Kurtz, who earned a master’s degree in educational leadership at Columbia, grew up in Maine and did not know much about Newark, aside from the airport, before he arrived. He originally intended to start his own charter school in the city, which now has a dozen of the quasi-public schools. School district funds cover about 85 percent of the charter schools’ budgets. But in Link, a private, nondenominational school that uses a sliding tuition scale to allow low-income students to attend, Kurtz found an existing school that provided him with the opportunity he was seeking.

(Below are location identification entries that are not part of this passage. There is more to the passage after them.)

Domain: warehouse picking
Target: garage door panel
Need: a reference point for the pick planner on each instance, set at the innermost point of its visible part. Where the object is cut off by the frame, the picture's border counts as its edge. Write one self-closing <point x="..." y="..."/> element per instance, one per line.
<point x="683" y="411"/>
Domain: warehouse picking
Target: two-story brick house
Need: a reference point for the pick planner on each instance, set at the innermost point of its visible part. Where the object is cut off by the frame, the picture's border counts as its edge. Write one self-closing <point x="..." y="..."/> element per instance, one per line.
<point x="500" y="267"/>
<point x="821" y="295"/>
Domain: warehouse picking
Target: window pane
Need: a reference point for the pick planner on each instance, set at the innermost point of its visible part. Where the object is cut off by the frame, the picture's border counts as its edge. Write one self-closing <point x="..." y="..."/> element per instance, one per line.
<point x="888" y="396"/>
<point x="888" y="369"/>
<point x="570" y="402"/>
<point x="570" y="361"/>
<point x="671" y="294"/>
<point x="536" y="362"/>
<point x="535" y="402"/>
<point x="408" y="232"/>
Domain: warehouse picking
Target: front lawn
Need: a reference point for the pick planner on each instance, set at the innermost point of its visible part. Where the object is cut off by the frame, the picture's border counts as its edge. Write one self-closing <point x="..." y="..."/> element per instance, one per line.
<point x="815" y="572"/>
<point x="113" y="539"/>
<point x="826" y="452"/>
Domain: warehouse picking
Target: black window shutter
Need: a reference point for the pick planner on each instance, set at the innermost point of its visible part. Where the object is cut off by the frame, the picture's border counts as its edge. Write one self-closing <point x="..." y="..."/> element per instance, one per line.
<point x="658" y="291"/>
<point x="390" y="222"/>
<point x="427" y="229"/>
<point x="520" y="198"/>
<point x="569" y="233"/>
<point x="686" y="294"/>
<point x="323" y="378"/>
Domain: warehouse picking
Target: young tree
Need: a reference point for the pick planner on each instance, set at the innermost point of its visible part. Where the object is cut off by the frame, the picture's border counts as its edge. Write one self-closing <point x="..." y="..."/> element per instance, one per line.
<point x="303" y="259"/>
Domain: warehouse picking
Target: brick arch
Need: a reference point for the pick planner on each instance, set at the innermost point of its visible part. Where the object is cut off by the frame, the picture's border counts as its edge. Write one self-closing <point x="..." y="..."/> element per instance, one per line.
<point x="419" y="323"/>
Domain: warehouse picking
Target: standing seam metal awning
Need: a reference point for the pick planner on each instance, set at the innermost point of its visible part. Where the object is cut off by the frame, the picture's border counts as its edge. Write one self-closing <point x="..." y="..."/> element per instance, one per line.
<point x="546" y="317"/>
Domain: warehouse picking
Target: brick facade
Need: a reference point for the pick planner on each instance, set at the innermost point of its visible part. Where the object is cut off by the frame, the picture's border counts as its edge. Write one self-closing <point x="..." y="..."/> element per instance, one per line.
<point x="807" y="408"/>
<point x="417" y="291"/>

“The community is defined by its vacant lots instead of by what else is here,” says Kurtz. “The families we serve have been underserved and see no opportunities just because they live in Newark. Link is about giving people opportunities.”

Kurtz, who studied Third-World development as part of his senior thesis, cites Newark’s low high school graduation rates and its high infant mortality rate, which is twice the state average, as he discusses the level of problems the community is facing. “When you have a graduation rate of 40 percent, it’s clear you’re not going to make a dent in your economic cycle. You end up with people with very little economic mobility,” says Kurtz, who would like to see more invested in neighborhoods. “I see decisions that are made by the public sector that the private sector perpetuates. The private sector can do a better job of demanding change and the results that kids deserve in this city.”

Gabriella Morris ’77 plays a significant role with one of the city’s major private sector benefactors, Prudential. As head of the insurance company’s community resources division, Morris focuses her attention on education, workforce development, and economic development in Newark, Prudential’s headquarters. In recent years, Prudential CEO Art Ryan brought back sections of the company that had moved out of the city. About 5,000 people now work for Prudential in four buildings downtown.

The company has not only played a major role in big developments, such as NJPAC, New Newark, and the Newark Alliance, but through the Prudential Foundation has also funded hundreds of local efforts to improve the community.

“There’s a misconception about redevelopment in Newark. It’s not just a downtown story. It’s a neighborhood story,” says Morris.

She cites education, civic engagement, and job creation as the three main issues that Newark has to address before really turning the corner and improving the quality of life for its residents. Like the other Princeton “urbanists” in Newark, she realizes that it is not a simple task to bring back a city.

“The rise, fall, and rise hasn’t happened yet. That’s what we’re working on, we’re working on history,” she says.

Argelio R. Dumenigo is associate editor of PAW.